From medical school interviews, to residency interviews, to discussions with friends and family, I have had to answer the question of why I decided to become a doctor literally hundreds of times. In answer to this question, I would tell a story. And, like all good stories, the ones I would tell contained a bit of truth and a bit of fiction. I would try to balance what people wanted to hear a doctor say motivated him to enter medicine (or, at least, what I perceived people wanted to hear) with the truth. The answers I would give varied and aren’t important right now. Because part of what I want to do with this blog is to provide some true insight into of why I became a doctor and then left clinical medicine. So, why did I become a doctor? Here’s one true answer – I did it for the same reason that I run (or attempt to run) marathons. Namely, it is a challenge that uses my capabilities to their fullest, leaves me stronger in the end and where success is not a fore drawn conclusion. In my opinion those are the best reasons to do anything in life.

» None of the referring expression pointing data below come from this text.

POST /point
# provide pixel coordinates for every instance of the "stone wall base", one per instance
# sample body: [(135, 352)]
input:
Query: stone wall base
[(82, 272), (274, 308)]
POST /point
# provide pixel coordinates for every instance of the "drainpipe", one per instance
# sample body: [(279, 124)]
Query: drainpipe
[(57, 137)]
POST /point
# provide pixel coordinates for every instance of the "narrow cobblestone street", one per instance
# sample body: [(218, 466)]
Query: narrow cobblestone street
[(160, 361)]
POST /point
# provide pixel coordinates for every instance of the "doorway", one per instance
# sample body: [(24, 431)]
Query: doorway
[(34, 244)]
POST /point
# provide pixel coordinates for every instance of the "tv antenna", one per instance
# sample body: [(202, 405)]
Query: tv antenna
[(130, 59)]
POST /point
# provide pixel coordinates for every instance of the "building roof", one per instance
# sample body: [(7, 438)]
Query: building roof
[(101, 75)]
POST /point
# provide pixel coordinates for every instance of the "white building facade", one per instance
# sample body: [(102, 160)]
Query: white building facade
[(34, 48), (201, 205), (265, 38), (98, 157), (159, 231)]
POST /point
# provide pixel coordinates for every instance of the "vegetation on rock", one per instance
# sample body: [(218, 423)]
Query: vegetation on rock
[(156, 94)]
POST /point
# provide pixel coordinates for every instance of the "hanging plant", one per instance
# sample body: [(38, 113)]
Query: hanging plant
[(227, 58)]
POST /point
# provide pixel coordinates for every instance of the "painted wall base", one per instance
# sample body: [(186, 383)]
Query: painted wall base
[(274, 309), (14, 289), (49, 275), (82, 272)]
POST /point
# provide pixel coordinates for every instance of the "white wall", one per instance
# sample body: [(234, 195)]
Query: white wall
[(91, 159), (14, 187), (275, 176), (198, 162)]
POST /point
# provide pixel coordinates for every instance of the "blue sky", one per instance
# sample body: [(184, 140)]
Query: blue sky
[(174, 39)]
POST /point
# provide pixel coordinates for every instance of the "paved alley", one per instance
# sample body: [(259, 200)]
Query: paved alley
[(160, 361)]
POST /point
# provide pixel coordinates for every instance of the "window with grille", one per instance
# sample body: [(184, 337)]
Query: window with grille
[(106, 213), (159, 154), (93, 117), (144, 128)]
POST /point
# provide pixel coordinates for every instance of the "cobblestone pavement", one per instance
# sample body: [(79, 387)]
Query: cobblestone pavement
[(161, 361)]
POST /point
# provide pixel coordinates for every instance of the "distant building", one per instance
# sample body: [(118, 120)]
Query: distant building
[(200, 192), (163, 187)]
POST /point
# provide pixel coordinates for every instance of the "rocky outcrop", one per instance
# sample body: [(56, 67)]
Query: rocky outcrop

Got it, so why did you leave? Based on my conversations with doctors over the years, I’ve come to realize that my love-hate relationship with medicine is far form unique. The happiest doctors find their interactions with patients rewarding, don’t mind spending their free time reading journal articles, are well supported by capable office staff and have families that show understanding when unexpected, yet urgent, job related obligations arise. But, even under the best of circumstances, there is no way to avoid the occasional phone call at dinner time about your 11:20 am patient…”Her d-dimer is how high? Chest x-ray is normal?” (sign) Looks like I need to send the patient to the ER because she might have a pulmonary embolism. Or do I? Was she really that short of breath? Maybe the d-dimer is more likely to be a false positive. While I ponder the clinical scenario, I try to appear interested as my son excitedly shows me a robot he made out of a cardboard box. Four minutes tick by, then five. I consider all the possible outcomes: a) send the patient to the ED -> diagnose a PE -> save the patient’s life, b) send the patient to the ED -> CT is negative -> patient is ok but exposed to unnecessary radiation, time and expense -> dinner is ruined c) enjoy dinner with my family -> patient is ok, d) enjoy dinner with my family, patient dies. Crap, I’d better call the patient.
The above scenario is common and in no way rewarding. Which is why, even in an ideal world, there are aspects of clinical medicine that kind of suck. Rather that attempt to summarize everything about clinical medicine that compelled me be both to stay and eventually to leave in a few neat paragraphs, I plan to tell a series of stories. I hope they will resonate with clinicians and nonclinicans alike.